From the March 1945 issue of the Socialist Standard
A typical piece of modem capitalist industrial development—affecting principally the Swansea-Llanelly area this time—was announced towards the end of January by Mr. Hugh Dalton, President of the Board of Trade (South Wales Evening Post, January 29, 1945). It is an occasion with some useful lessons for Socialists.
It followed closely upon arrangements for merging two of Britain's largest steel and tinplate concerns—Richard Thomas's and Baldwins—and was dead in line with the modern capitalist tendency to concentrate wealth and prosperity in fewer and fewer hands. Now Mr. Dalton, with a pontifical gravity well suited to a political administrator of grand imperial capitalism, proclaimed that Richard Thomas’s, Baldwins, Quest, Keen, Nettlefolds, Briton Ferry Steel and Llanelly Steel were collaborating with a view .to the erection of a hot-strip mill for tinplates and sheets at Port Talbot. This was heralded by the local evening paper with the sort of gravely respectful headlines that it uses for royal visits. The renovation of archbishoprics, and sensations in stocks-and-shares adventures. “Four companies combining to modernise industry,” it commences, quite moderate, rising crescendo to a perfect paean of worshipful ecstasy—'‘Passing of bad old days.”
Before we allow ourselves to be lifted into the blue by the angelic upsurge of adoration for those modern saints, the captains of industry, let us look at some of the cold sober facts that are always related to this sort of capitalist attainment (which is, of course, the usual, inevitable flowering of Big Business).
Concentration of capital—fewer capitalists owning more—is the integral factor. Second aspect is that of a major offensive in the perpetual war between contending capitalist interests. In this case, the war for markets between the American and British steel and tinplate industries.
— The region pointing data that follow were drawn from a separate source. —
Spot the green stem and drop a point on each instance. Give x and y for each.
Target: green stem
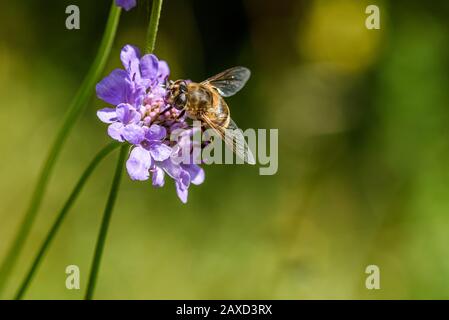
(75, 109)
(62, 214)
(105, 223)
(153, 25)
(151, 40)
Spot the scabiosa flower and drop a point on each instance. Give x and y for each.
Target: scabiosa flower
(143, 118)
(126, 4)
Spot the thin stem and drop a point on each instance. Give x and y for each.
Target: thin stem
(62, 214)
(105, 223)
(153, 25)
(75, 109)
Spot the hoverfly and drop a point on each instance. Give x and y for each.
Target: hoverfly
(204, 102)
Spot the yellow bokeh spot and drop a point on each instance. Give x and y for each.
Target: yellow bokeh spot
(335, 33)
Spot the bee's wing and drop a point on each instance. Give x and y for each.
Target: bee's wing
(233, 138)
(229, 82)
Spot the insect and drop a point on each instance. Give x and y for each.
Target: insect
(205, 102)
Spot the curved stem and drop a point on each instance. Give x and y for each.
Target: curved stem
(76, 107)
(62, 214)
(105, 223)
(153, 25)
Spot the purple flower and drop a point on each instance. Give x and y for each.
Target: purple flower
(143, 118)
(124, 123)
(126, 4)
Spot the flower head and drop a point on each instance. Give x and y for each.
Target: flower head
(143, 118)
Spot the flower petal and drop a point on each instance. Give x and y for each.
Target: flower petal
(149, 66)
(112, 89)
(182, 193)
(196, 173)
(115, 131)
(160, 151)
(107, 115)
(133, 133)
(182, 186)
(126, 113)
(126, 4)
(158, 177)
(138, 164)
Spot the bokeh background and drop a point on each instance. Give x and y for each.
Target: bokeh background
(363, 178)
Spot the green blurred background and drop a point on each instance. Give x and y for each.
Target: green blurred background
(363, 176)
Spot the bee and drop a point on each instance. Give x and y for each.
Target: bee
(205, 102)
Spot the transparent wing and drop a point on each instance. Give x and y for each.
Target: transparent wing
(233, 138)
(229, 82)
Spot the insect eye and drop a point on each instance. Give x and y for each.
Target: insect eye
(180, 101)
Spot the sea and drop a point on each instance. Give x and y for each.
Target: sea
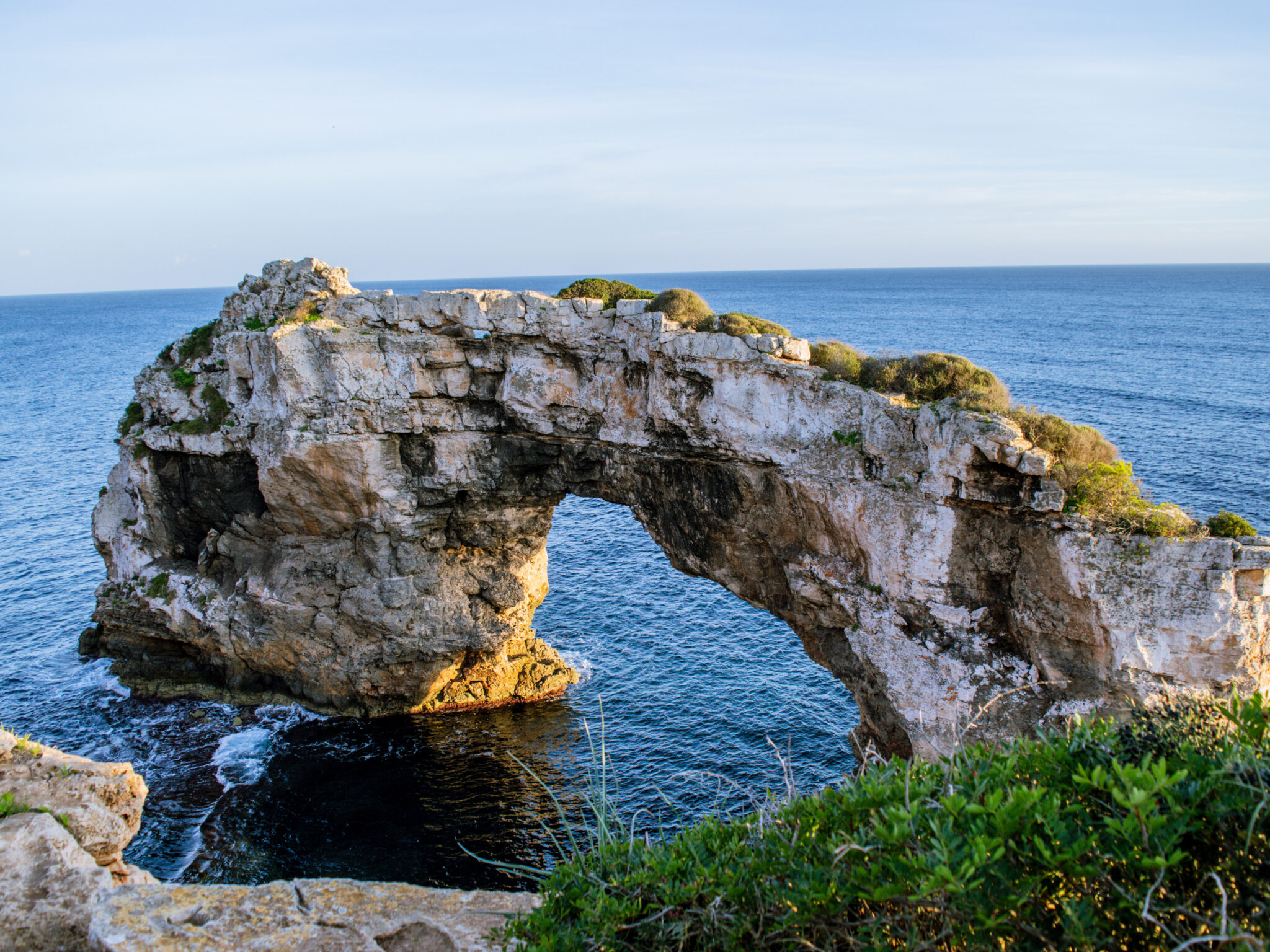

The Americans won a great initial advantage by their early adoption of the "strip mill ” system, whereby the whole process of production, from raw material to finished bulk product, is carried out on one site, like the introduction of a pig into one end of a machine and its emergence as neatly labelled sausages at the other. American steel and tinplates, produced more cheaply than their British competitor, bade fair to dominate the markets of the world. All the blood shed on the Western Front could not damp the ardour of the coming battle on the industrial field. To-day the hand is grasped, to-morrow the throat:, what does it matter to the industrial princes? This hungry, frustrated unemployed are unspectacular casualties. . . .
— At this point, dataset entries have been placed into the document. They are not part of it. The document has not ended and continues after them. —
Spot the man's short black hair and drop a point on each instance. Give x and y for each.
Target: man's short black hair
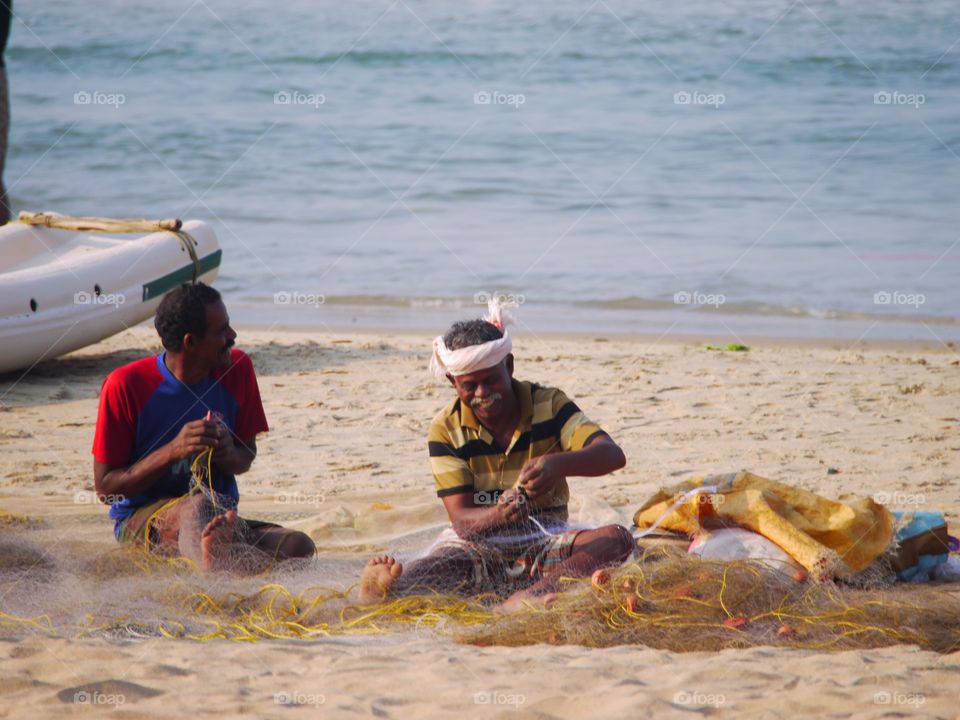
(467, 333)
(183, 310)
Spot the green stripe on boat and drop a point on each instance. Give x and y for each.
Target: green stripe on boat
(158, 287)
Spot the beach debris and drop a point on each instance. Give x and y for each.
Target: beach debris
(732, 347)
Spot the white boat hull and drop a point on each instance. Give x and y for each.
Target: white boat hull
(62, 290)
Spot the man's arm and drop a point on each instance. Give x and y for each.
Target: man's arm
(601, 456)
(471, 520)
(112, 480)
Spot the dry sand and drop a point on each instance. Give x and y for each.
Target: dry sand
(348, 415)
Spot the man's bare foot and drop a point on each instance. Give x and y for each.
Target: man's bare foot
(377, 579)
(216, 539)
(526, 600)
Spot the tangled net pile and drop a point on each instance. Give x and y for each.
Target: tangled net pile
(663, 600)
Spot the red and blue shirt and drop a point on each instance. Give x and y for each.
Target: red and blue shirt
(143, 406)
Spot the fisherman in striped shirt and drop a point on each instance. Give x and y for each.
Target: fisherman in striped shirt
(501, 454)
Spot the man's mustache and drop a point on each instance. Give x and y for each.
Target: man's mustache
(486, 401)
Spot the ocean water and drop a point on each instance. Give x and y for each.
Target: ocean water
(762, 167)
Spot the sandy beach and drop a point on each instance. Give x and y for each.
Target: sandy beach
(345, 460)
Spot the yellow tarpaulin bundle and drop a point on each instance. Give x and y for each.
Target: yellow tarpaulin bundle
(824, 536)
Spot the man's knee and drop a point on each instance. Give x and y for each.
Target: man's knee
(627, 545)
(620, 542)
(197, 506)
(296, 544)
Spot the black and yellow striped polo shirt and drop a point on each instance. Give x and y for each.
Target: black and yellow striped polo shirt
(465, 457)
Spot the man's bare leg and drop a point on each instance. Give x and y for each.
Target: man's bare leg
(378, 577)
(592, 549)
(192, 528)
(216, 542)
(446, 571)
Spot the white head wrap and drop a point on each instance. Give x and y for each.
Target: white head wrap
(475, 357)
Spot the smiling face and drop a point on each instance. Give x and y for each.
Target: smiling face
(486, 392)
(212, 349)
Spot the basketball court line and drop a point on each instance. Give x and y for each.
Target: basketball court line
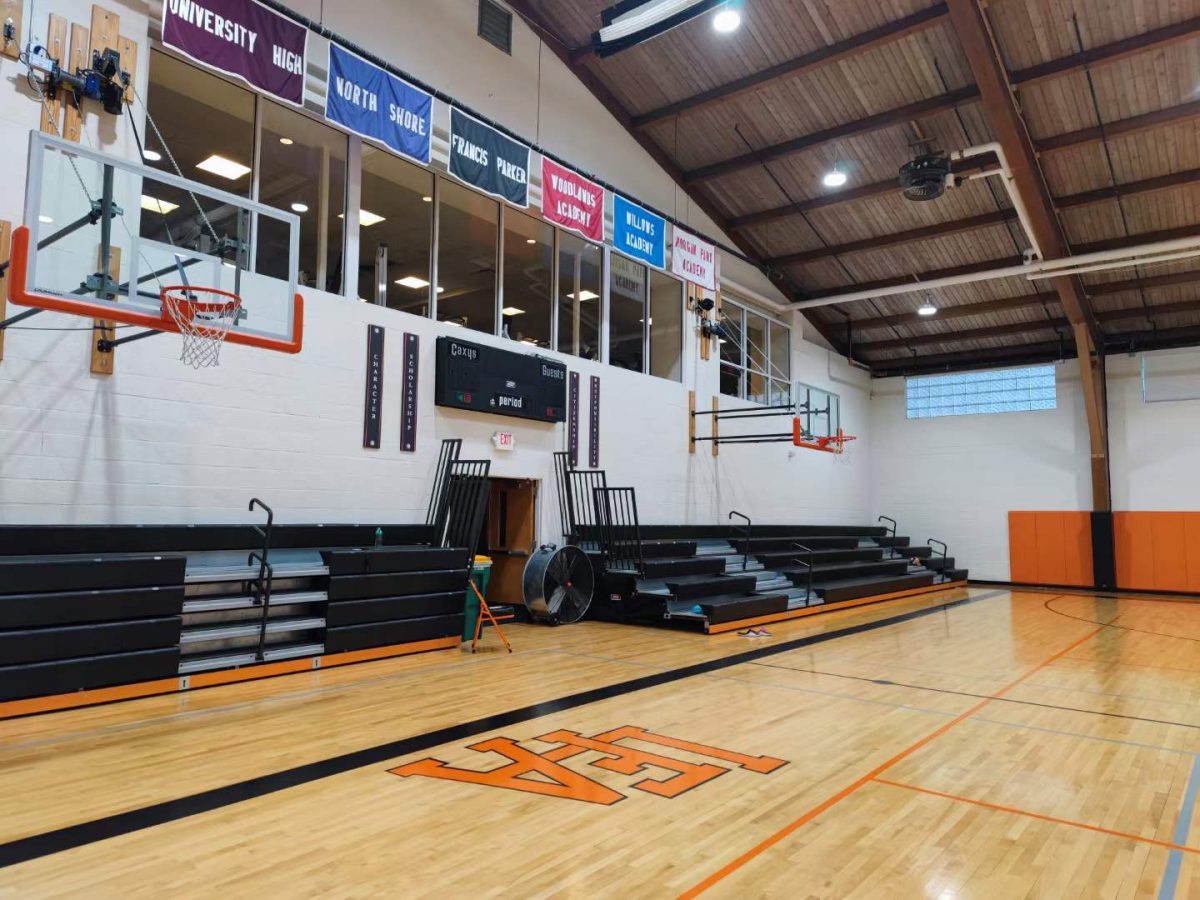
(1174, 846)
(70, 837)
(855, 786)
But here comes the British counter-blow: British interests, too, adopt the strip mill. A strategic victory! But before we cheer ourselves hoarse, let us look at the probable cost. It is not peculiar; it always happens on grand occasions of this sort: it has happened before, or other things like it, in our rough island story, and it will happen again. In this case, one single huge highly economical concern will be able to dominate Britain's share of a great world industry from Port Talbot. To the West, in places like the Dulais and Llwchwr districts, the older-fashioned methods will be unable to compete: unemployment will increase in those areas astronomically, and only a small number of the displaced could be absorbed in the new strip mill. There will be many slender post-war wage packets (or dole packets!) in West Glamorgan, but "these things, you know, must be in every famous victory."
Yet, goodness knows, there is enough need for things made of steel and tinned plate to keep a dozen Port Talbots and a lot more Gorseinons, Loughors, etc., working full-pelt for ever; and it could be that way, too, if only we had Socialism, and things were produced solely for use instead of as commodities to bring profits for the owner class. Under capitalism improved methods of production, such as strip mill, mean higher and safer profits for the owner class. They also threaten many workers, often whole communities, with poverty, insecurity, ruin. Under Socialism such improvements will mean a higher standard of living for the whole community.